For a quick midweek meal we had a Thai Jungle Chicken Curry made with a jar of spice paste. The ingredients contained a typical mix of Thai spices but without coconut milk, so we thought a dry rather than off-dry white would be a better choice. We found the curry to a bit mediocre, especially in comparison with some of the excellent meals made with Green Curry pastes that we have had before.

The wine pairing was also only average. We opened a bottle of Westend Sauvignon Blanc 2009, an Australian white from the Sunday Times Wine Club and last tasted on 15 January with a Chicken Tagine.  Whilst we enjoyed the tropical fruits and citrus flavours from the wine it didn’t taste as good as with the Tagine.

An Aussie Verdelho Goes Well with a Thai Green Curry

We enjoyed a lovely Thai Green Chicken Curry with potatoes added and served with stir-fried vegetables and rice noodles.  I have written in previous blogs about how we particularly enjoy off-dry Australian Rieslings with this dish.  However, we didn’t have any.  Instead we turned to a bottle of De Bortoli Unoaked Verdeho 2009 from the Sunday Times Wine Club.  We enjoyed a previous bottle of this wine with another Thai dish (see 3rd June 2011) and we agreed that the lime and citrus flavours went just as well with the curry.  Nevertheless, we still believe an off-dry Riesling is a slightly better match.
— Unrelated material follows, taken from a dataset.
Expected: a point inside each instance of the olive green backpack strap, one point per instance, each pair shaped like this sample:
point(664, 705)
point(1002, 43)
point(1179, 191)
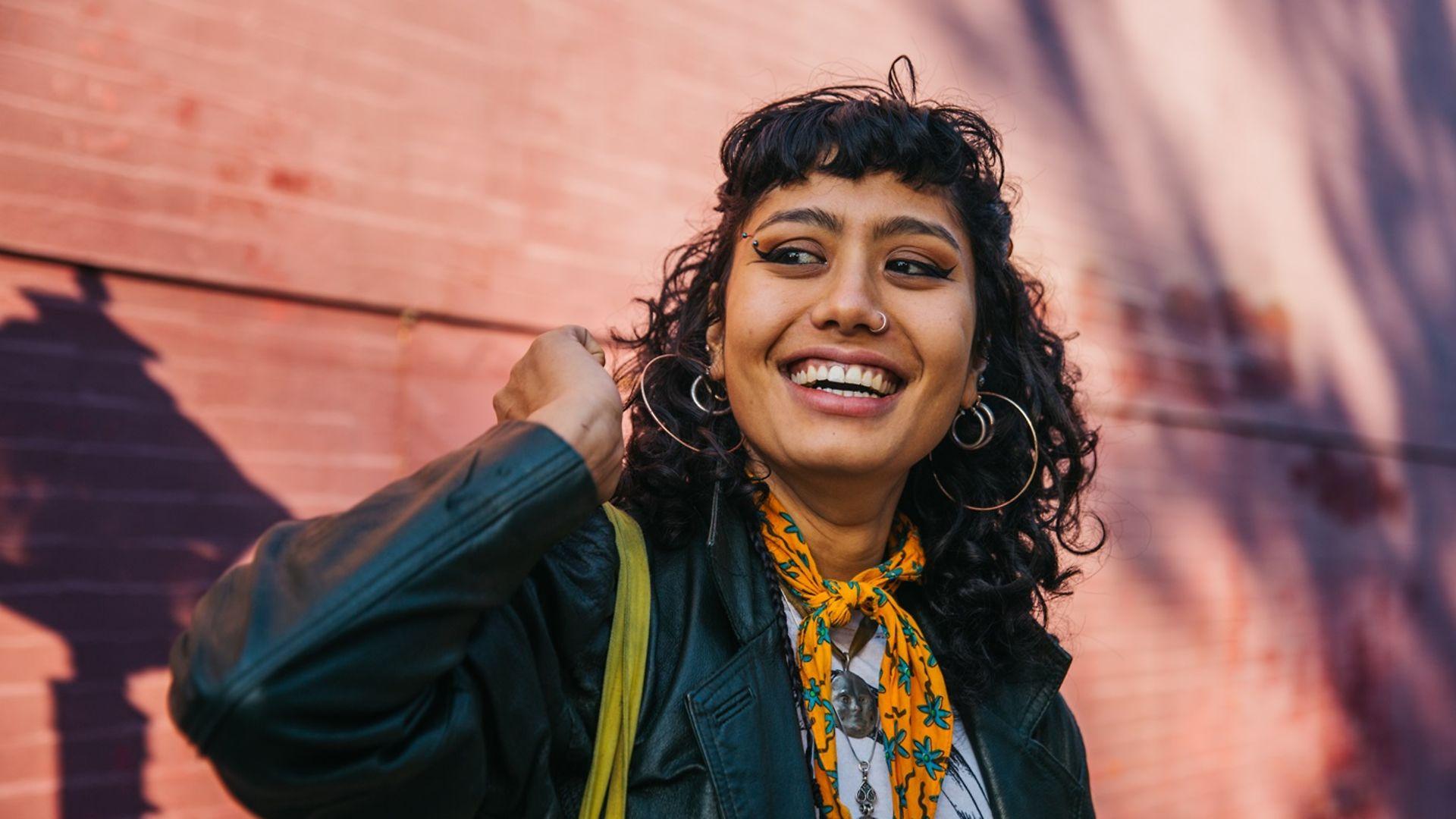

Marlborough Sauvignon a Good Match with Thai Green Curry

We had the rest of the Thai Green Chicken Curry from the previous evening, augmented with some more coconut milk and spices.  We like a lot of sauce.  We decided to pair it with a New Zealand Sauvignon this time.  A bottle of Montana Marlborough Reserve 2010 from Costco.  Warning!  I think we served this too cold, because we both thought the flavours were a bit muted at first.  As the wine warmed a bit the ripe tropical fruit flavours came to the fore, but it still retained a crisp, clear finish.  We thought it was a very good match with the curry, but not quite as good as the Sauvignon/Semillon we had yesterday.

An Aussie Sauvignon/Semillon Blend is a Hit with Thai Green Curry

We cooked another of Rick Stein’s recipes from his excellent Far Eastern Odyssey.  This time Stir-Fried Green Chicken Curry accompanied by rice noodles.   Lovely recipe, full of typical Thai flavours.   Some say Thai Green Curry pairs well with Aussie or New Zealand Semillons, Sauvignons or combinations of both.  We enjoyed it with a bottle of Westend Estate Riverina Sauvignon Blanc Semillon 2009 from Sunday Times Wine Club.   This white delivers aromatic, tropical fruits, together with lemony citrus flavours and was delightfully citrussy and creamy with the curry.